14天数据分析与机器学习实践之Day02——数据分析处理库Pandas应用总结
1.Pandas简介
Pandas(Python Data Analysis Library )是基于NumPy 的一种工具,该工具是为了解决数据分析任务而创建的。Pandas 纳入了大量库和一些标准的数据模型,提供了高效地操作大型数据集所需的工具。pandas提供了大量能使我们快速便捷地处理数据的函数和方法。你很快就会发现,它是使Python成为强大而高效的数据分析环境的重要因素之一。下面简要介绍一下 Pandas 中的常用的数据结构
1. 读取数据
import pandas
titanic_train = pandas.read_csv("titanic_train.csv")
print(type(titanic_train))
print (titanic_train)
print (help(pandas.read_csv))
2. 以表格形式输出
titanic_train.head(3)##3为显示头3行
titanic_train.tail(3)##3为显示尾3行
3. 输出列名
titanic_train.columns#输出列名
#output
Index(['PassengerId', 'Survived', 'Pclass', 'Name', 'Sex', 'Age', 'SibSp',
'Parch', 'Ticket', 'Fare', 'Cabin', 'Embarked'],
dtype='object')
4. 输出维度
titanic_train.shape#输出维度
#output
(891, 12)
5.输出第 行
print(titanic_train.loc[0])
#output
PassengerId 1
Survived 0
Pclass 3
Name Braund, Mr. Owen Harris
Sex male
Age 22
SibSp 1
Parch 0
Ticket A/5 21171
Fare 7.25
Cabin NaN
Embarked S
Name: 0, dtype: object
输出3到6行
print(titanic_train.loc[3:6])
#output
PassengerId Survived Pclass \
3 4 1 1
4 5 0 3
5 6 0 3
6 7 0 1
Name Sex Age SibSp Parch \
3 Futrelle, Mrs. Jacques Heath (Lily May Peel) female 35.0 1 0
4 Allen, Mr. William Henry male 35.0 0 0
5 Moran, Mr. James male NaN 0 0
6 McCarthy, Mr. Timothy J male 54.0 0 0
Ticket Fare Cabin Embarked
3 113803 53.1000 C123 S
4 373450 8.0500 NaN S
5 330877 8.4583 NaN Q
6 17463 51.8625 E46 S
6. 输出name列
titanic_col=titanic_train["Name"]
print (titanic_col)
#output
0 Braund, Mr. Owen Harris
1 Cumings, Mrs. John Bradley (Florence Briggs Th...
2 Heikkinen, Miss. Laina
3 Futrelle, Mrs. Jacques Heath (Lily May Peel)
4 Allen, Mr. William Henry
5 Moran, Mr. James
6 McCarthy, Mr. Timothy J
7 Palsson, Master. Gosta Leonard
8 Johnson, Mrs.
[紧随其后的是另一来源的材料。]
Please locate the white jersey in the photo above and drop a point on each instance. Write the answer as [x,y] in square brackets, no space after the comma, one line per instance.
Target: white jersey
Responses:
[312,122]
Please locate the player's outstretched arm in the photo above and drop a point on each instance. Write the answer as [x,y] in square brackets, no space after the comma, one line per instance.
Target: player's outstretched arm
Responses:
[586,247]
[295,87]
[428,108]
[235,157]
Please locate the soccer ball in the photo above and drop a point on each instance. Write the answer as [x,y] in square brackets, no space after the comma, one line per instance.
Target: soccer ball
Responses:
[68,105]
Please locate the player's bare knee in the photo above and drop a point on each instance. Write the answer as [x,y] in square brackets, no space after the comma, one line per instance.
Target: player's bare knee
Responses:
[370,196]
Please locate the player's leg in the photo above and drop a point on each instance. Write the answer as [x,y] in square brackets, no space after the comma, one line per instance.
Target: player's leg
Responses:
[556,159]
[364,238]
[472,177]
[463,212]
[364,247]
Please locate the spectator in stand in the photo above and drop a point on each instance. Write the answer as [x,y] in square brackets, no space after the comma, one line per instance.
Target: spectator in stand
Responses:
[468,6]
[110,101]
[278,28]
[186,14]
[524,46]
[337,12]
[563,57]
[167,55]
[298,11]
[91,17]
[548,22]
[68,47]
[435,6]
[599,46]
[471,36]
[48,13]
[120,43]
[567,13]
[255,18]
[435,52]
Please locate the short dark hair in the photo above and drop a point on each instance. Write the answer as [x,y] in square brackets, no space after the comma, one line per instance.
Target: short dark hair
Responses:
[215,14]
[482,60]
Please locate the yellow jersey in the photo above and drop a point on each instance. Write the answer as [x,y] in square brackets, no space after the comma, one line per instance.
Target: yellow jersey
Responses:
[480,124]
Oscar W (Elisabeth Vilhelmina Berg)
9 Nasser, Mrs. Nicholas (Adele Achem)
10 Sandstrom, Miss. Marguerite Rut
11 Bonnell, Miss. Elizabeth
12 Saundercock, Mr. William Henry
13 Andersson, Mr. Anders Johan
14 Vestrom, Miss. Hulda Amanda Adolfina
15 Hewlett, Mrs. (Mary D Kingcome)
16 Rice, Master. Eugene
17 Williams, Mr. Charles Eugene
18 Vander Planke, Mrs. Julius (Emelia Maria Vande...
19 Masselmani, Mrs. Fatima
20 Fynney, Mr. Joseph J
21 Beesley, Mr. Lawrence
22 McGowan, Miss. Anna "Annie"
23 Sloper, Mr. William Thompson
24 Palsson, Miss. Torborg Danira
25 Asplund, Mrs. Carl Oscar (Selma Augusta Emilia...
26 Emir, Mr. Farred Chehab
27 Fortune, Mr. Charles Alexander
28 O'Dwyer, Miss. Ellen "Nellie"
29 Todoroff, Mr. Lalio
...
861 Giles, Mr. Frederick Edward
862 Swift, Mrs. Frederick Joel (Margaret Welles Ba...
863 Sage, Miss. Dorothy Edith "Dolly"
864 Gill, Mr. John William
865 Bystrom, Mrs. (Karolina)
866 Duran y More, Miss. Asuncion
867 Roebling, Mr. Washington Augustus II
868 van Melkebeke, Mr. Philemon
869 Johnson, Master. Harold Theodor
870 Balkic, Mr. Cerin
871 Beckwith, Mrs. Richard Leonard (Sallie Monypeny)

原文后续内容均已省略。